Nobody really talked to us about why they were doing it. If they did was such a blur. I remember asking the neuro nurse what would happen if we said no to the shunt, and they were very clear there is no plan B. That’s when it hit me, because until then the language wasn’t very clear, and we needed to know there wasn’t a Plan B.

After that we were regular visitors to the hospital, and on a later visit I got chatting with the neuro nurses. Once they found out what I did as day job, they told me how difficult it is to get training. If they wanted to go to a conference, they had to pay for it themselves and take leave. My original thought was to raise money and have a fund we could give out if wanted to do training, but the charity grew from there.

Once we were on social media, families got in contact. They all said it was great talking to nurses, but what they really wanted was to talk to another mum. I remember seeing the same mum in hospital on a lot of our visits, and knowing she had a kid who also had hydrocephalus, but being too scared to talk to her – I think she’s on our grants panel now!

It’s good getting stuff like clinical information, but what parents really want to know is what life is going to be like. So now we do informal matching, almost like dating for hydro parents. As far as possible, we match circumstances and the response to hydro. They can then get in touch and meet face to face, or we also have some lovely virtual groups.

How did the idea to create the book first come about?
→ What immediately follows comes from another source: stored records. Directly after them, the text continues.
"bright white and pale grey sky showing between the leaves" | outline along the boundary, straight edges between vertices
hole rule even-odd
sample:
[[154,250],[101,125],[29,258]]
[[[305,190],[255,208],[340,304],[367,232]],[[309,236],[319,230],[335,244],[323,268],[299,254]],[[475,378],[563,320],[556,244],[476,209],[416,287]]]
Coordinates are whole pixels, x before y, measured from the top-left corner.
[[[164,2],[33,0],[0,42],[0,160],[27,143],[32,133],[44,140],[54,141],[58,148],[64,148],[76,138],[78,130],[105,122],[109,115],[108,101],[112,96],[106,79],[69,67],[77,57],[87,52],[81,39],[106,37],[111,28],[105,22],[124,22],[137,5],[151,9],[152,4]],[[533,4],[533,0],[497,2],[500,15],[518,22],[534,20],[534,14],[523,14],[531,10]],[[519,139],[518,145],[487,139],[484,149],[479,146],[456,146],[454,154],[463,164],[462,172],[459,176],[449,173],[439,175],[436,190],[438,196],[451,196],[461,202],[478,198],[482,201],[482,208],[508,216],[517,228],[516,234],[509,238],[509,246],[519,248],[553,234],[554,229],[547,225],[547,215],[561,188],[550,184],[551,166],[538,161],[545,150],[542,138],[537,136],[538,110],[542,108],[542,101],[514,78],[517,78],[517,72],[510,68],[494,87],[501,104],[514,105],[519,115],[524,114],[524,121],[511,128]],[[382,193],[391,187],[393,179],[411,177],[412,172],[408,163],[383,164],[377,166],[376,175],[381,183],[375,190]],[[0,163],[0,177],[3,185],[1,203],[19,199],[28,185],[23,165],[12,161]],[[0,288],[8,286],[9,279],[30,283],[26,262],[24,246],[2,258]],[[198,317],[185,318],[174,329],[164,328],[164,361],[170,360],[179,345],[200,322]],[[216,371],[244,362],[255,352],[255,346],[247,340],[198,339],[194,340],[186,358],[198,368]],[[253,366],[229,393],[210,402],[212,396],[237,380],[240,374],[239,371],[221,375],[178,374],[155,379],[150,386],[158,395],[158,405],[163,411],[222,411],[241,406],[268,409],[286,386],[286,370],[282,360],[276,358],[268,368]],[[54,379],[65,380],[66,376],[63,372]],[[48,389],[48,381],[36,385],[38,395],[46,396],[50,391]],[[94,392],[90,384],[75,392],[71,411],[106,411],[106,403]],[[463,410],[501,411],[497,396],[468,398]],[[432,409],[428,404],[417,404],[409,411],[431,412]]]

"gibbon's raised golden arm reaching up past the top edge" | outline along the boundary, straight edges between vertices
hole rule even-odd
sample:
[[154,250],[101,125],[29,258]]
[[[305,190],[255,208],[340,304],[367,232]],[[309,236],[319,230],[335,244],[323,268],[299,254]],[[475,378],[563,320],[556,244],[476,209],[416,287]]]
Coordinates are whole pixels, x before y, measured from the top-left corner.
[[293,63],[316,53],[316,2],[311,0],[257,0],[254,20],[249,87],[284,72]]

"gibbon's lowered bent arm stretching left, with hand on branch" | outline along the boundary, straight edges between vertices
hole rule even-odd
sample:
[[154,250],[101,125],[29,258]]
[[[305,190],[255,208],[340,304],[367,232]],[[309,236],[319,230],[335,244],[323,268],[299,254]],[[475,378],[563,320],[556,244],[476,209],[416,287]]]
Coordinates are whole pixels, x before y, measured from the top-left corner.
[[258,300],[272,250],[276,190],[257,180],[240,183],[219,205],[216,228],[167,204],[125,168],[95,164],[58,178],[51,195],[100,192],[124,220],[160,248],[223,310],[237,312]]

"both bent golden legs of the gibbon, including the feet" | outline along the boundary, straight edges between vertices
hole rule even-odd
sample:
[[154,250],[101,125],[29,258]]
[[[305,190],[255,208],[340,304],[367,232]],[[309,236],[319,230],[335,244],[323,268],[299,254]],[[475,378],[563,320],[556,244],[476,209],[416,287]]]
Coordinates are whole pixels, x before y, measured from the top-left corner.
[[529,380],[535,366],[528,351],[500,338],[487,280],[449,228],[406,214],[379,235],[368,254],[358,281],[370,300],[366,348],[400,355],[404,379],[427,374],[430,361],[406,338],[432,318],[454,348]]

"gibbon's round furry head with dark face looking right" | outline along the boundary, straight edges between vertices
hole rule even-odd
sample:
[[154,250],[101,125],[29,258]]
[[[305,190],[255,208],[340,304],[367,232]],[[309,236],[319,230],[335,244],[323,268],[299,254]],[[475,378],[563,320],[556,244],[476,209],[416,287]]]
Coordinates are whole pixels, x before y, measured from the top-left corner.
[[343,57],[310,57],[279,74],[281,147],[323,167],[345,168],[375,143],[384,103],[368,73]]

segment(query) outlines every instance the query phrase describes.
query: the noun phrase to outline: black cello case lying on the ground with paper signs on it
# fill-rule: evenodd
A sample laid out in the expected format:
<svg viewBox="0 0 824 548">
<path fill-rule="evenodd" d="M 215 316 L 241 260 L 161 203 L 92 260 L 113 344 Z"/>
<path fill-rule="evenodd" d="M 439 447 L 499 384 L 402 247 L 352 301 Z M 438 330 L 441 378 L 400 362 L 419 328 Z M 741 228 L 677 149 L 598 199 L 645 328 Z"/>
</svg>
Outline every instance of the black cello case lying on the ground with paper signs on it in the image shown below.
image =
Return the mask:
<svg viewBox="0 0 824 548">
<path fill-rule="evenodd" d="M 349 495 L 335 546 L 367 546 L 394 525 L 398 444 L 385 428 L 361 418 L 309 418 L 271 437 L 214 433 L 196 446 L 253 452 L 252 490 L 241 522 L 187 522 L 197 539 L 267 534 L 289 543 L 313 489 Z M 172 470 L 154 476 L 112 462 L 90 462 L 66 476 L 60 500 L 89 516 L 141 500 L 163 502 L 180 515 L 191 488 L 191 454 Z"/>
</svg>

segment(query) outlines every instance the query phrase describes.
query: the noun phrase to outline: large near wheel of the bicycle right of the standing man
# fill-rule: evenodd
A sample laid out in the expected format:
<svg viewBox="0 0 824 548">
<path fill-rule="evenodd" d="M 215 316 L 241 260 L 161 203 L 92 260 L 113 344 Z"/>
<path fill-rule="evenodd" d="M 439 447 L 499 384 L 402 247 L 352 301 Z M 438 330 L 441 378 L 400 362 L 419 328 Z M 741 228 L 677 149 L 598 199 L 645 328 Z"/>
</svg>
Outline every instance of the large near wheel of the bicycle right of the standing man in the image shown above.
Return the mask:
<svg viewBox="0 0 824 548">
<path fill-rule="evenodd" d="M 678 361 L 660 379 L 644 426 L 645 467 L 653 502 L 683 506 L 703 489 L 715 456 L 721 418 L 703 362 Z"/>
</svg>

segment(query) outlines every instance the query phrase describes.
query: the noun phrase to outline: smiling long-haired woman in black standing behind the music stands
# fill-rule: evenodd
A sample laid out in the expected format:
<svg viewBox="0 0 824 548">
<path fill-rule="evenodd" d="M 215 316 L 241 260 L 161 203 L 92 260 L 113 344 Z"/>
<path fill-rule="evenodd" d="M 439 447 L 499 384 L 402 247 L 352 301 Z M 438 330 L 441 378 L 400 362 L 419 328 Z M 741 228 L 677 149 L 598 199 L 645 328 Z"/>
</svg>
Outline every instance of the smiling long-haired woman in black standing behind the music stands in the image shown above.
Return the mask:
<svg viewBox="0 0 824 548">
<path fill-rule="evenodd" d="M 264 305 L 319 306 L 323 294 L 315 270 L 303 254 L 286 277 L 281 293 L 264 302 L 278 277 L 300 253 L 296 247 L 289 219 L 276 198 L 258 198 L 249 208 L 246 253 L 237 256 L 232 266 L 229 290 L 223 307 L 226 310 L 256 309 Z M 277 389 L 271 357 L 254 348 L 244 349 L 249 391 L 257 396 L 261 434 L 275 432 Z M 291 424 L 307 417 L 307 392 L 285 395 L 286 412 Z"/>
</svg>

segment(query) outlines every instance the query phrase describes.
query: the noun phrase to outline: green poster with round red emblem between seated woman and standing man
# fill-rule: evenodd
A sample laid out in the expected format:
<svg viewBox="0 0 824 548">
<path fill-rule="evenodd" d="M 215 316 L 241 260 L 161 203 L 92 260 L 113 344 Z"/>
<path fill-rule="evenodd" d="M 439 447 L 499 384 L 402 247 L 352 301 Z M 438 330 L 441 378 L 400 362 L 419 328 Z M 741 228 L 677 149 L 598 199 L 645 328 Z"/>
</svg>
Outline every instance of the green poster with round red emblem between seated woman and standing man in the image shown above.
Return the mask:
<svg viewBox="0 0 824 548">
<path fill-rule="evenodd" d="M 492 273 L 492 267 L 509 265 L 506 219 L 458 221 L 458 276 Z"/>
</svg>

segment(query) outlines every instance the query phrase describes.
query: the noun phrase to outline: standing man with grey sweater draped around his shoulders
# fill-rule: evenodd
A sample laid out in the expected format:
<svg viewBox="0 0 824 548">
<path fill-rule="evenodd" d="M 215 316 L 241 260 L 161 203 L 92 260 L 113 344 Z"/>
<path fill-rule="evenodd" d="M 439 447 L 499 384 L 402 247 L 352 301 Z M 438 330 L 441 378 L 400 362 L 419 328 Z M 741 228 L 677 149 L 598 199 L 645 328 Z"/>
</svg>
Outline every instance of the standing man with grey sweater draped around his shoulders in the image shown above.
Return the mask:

Caroline: So, the book came about after thinking about that parental experience of wanting to talk to other parents and wanting to get hints and tips – how do you give that to people, but in a way that’s universally accessible? I spoke to a trustee who is a GP, and they reaffirmed how I feel – how a lot of parents feel, really, when you get any info from NHS providers, it’s just a leaflet, and it’s trying to tick every box with the information it gives you. As a document it doesn’t reflect me, my family, or anybody really, and there’s nothing to encourage me to want to read them.

We wanted to create something that would engage readers by providing that human connection. It grew holistically so instead of my initial booklet, we now have the book. We also felt families deserved a bit of a treat. It’s rubbish being told your child has this condition, and when all you get to explain it is a scrappy old leaflet, it doesn’t really make you feel like there’s much sympathy about that.

Harri: I think what makes it stand out from leaflets or bigger booklets, is that from the first moment you open it, you’re reading a foreword from Caroline – someone who knows what the experience is like is speaking to you as a mum. We tried to keep it personable, with a lighter touch.

For the images we wanted to present it as a cosy children’s book, giving it a gentle feel rather than something using corporate jargon. Hopefully what comes across is that wouldn’t have been able to do the book without our contributors – because of those families who were open and brave enough to share, we have the book.

It was also something we had to approach quite cautiously from risk management perspective. We spoke with a neurosurgeon, as there’s no point in us producing the book if neurosurgeons are then not comfortable putting it on their wards. We want medical teams to be comfortable promoting it and sending people away with it. Because of that, we were careful to include very little medical detail about children, it’s all been anonymised and edited. Our book is definitely not meant to substitute any medical advice!

Kat: As a parent of a child with hydrocephalus, what I love about the book is that not only does it provide information for parents, but it is also in a format that can help explain things to your child when they are ready to learn about it.  Having hydrocephalus is as much about their identity as any other feature and it’s important that they understand, as they get older, about their condition, what it is and what it means.